Science journalists have a unique opportunity—and responsibility—to help educate the public about COVID-19. Reporters and writers who specialize in science can dig deep and get the facts about clinical research, epidemiology, therapeutics, and vaccine development. They also have the right skills to communicate the underlying science to readers. Find out how three accomplished writers and journalists communicate the underlying science of the coronavirus pandemic to diverse audiences.

In this eBriefing, You’ll Learn:

  • How science writers and reporters use profiles, narrative techniques, and other approaches to engage their readers.
  • How stories about individual nurses, doctors and patients from the inside of hospitals can shed light on larger questions about the spread of COVID-19.
  • How early leads on scientific and medical developments can be found through networks of expert sources, and sometimes through social media.
  • How science writers and reports combat anti-science bias and misinformation, and how they fact check early reports on research, including results distributed in preprints.

Moderators

Roger Torda

The New York Academy of Sciences

Srikant Iyer, PhD

The New York Academy of Sciences

Speakers

Sheri Fink, MD, PhD
Sheri Fink, MD, PhD

New York Times

David Quammen
David Quammen

Author

Amy Maxmen, PhD
Amy Maxmen, PhD

Nature

Science Journalism & COVID-19

Speakers

Reporting the Science of COVID-19


Sheri Fink/David Quammen/Amy Maxmen (New York Times/Author/Nature)

Sheri Fink, MD, PhD

New York Times

Sheri Fink is a correspondent at the New York Times where her in depth reporting on COVID-19 includes stories of impact on patients and healthcare workers from the inside of hospitals.
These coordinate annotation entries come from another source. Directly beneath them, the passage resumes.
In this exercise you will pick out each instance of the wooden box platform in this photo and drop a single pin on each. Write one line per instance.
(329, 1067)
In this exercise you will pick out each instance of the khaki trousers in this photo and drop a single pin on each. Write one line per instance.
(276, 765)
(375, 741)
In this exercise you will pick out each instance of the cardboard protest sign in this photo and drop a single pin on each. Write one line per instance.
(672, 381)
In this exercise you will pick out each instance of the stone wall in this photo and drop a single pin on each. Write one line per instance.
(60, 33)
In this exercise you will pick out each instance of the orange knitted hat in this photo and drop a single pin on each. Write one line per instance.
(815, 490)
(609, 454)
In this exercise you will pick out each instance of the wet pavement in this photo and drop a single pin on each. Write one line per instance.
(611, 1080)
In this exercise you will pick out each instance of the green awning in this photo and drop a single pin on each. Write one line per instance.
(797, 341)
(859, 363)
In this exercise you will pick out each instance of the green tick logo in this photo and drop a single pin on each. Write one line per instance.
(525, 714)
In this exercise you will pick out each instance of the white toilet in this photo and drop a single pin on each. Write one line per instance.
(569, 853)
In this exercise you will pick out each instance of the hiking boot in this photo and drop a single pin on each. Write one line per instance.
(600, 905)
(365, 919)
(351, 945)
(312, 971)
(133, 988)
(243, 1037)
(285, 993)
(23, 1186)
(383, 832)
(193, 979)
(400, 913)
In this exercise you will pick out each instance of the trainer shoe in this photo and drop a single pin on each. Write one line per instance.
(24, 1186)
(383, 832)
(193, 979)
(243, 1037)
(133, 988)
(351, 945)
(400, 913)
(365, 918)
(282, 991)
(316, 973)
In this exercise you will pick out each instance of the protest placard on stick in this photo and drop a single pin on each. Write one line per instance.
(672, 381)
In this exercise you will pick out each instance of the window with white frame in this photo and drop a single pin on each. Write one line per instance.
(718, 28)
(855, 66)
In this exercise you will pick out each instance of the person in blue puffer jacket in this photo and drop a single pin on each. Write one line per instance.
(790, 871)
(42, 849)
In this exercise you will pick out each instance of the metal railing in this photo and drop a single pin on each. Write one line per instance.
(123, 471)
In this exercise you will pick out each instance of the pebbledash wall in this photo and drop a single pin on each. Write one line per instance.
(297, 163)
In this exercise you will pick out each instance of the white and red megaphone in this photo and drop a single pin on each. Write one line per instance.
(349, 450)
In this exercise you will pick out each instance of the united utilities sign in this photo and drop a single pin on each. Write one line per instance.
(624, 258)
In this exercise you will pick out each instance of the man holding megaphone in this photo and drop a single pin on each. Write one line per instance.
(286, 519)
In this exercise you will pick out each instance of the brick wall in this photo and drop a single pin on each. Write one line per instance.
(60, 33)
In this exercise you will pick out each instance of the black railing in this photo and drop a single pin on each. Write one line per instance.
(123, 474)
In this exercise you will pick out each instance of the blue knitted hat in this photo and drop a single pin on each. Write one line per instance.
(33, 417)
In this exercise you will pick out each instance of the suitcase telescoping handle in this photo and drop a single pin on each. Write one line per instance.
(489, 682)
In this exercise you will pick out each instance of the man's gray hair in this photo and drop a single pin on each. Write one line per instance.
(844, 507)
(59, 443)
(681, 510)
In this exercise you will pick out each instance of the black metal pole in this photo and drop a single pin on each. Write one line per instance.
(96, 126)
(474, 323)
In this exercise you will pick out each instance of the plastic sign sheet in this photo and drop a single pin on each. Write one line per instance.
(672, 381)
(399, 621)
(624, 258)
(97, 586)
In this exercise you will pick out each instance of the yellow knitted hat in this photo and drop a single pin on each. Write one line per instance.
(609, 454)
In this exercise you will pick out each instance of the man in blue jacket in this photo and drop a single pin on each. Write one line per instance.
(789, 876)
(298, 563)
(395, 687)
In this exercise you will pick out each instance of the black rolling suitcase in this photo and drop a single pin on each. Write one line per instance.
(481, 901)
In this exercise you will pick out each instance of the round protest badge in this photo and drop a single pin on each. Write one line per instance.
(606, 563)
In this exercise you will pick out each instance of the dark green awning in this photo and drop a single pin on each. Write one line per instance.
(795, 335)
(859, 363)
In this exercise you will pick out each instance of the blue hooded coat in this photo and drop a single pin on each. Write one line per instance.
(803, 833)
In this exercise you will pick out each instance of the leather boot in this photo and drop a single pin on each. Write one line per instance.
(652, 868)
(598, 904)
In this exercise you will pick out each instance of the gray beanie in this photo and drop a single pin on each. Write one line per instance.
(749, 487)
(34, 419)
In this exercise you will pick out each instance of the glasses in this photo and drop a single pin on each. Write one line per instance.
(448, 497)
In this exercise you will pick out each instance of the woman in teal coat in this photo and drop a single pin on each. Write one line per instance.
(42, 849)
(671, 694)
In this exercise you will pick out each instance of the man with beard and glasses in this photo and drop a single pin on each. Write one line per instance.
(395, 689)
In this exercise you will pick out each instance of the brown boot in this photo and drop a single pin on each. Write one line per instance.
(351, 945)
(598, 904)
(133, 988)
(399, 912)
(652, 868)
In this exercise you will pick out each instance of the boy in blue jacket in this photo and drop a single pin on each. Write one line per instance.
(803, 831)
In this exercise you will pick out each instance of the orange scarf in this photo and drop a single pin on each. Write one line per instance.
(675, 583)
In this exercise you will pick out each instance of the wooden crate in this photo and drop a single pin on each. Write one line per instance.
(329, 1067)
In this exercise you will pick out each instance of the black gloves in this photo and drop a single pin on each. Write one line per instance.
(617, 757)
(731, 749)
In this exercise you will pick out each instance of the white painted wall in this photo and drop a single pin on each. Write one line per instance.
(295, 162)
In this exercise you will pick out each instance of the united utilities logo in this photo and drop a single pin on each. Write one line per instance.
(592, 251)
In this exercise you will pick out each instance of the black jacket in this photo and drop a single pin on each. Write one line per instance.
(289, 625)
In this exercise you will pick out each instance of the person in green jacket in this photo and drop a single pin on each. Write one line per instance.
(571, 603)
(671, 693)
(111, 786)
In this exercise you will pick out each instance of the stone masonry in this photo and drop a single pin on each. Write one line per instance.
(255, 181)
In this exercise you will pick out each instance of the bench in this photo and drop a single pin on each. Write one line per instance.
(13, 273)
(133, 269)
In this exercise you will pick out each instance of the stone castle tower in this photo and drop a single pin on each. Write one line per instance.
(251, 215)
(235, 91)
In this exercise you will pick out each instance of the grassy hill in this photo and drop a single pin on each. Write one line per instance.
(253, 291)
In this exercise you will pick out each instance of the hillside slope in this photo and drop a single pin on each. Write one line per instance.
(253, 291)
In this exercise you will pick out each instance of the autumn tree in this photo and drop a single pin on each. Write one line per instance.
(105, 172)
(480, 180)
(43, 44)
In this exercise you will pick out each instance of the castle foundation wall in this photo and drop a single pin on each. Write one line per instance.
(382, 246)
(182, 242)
Fink is a former relief worker in disaster and conflict zones, and a Pulitzer Prize recipient for medical and healthcare reporting. Her work includes articles on the West Africa Ebola crisis, and books about the healthcare consequences of Hurricane Katrina and medical professionals under siege during the genocide in Srebrenica, Bosnia-Herzegovina. Fink received a PhD in neuroscience and an MD from Stanford University before transitioning to a career in science journalism.

 

David Quammen

Author

David Quammen is an author and freelance journalist whose 16 books include Spillover: Animal Infections and the Next Human Pandemic and, most recently, The Tangled Tree.  He writes about science, exploration, conservation, and culture for National Geographic, Harpers, Rolling Stone, The New Yorker, and other magazines. His most recent article in The New Yorker was titled, "The Warnings: Why we should have known to prepare for COVID-19." He travels widely for field research and returns to a home in Montana.

Amy Maxmen, PhD

Nature 

Amy Maxmen is a senior, California-based reporter for Nature. She has reported extensively from Sierra Leone and the Democratic Republic of the Congo on frontlines of Ebola outbreaks, and from Southeast Asia on malaria. Her reporting on the coronavirus pandemic includes failures in programs to test for the disease, and how countries with less resources, including Nigeria, Peru, Kenya and El Salvador, tried aggressive measures early on avoid coronavirus disasters. Other stories include treatment with blood from coronavirus survivors, and the spread of the disease in homeless shelters. Maxmen’s work has also appeared in Wired, National Geographic, the New York Times and Newsweek. She received a PhD from Harvard in evolutionary biology.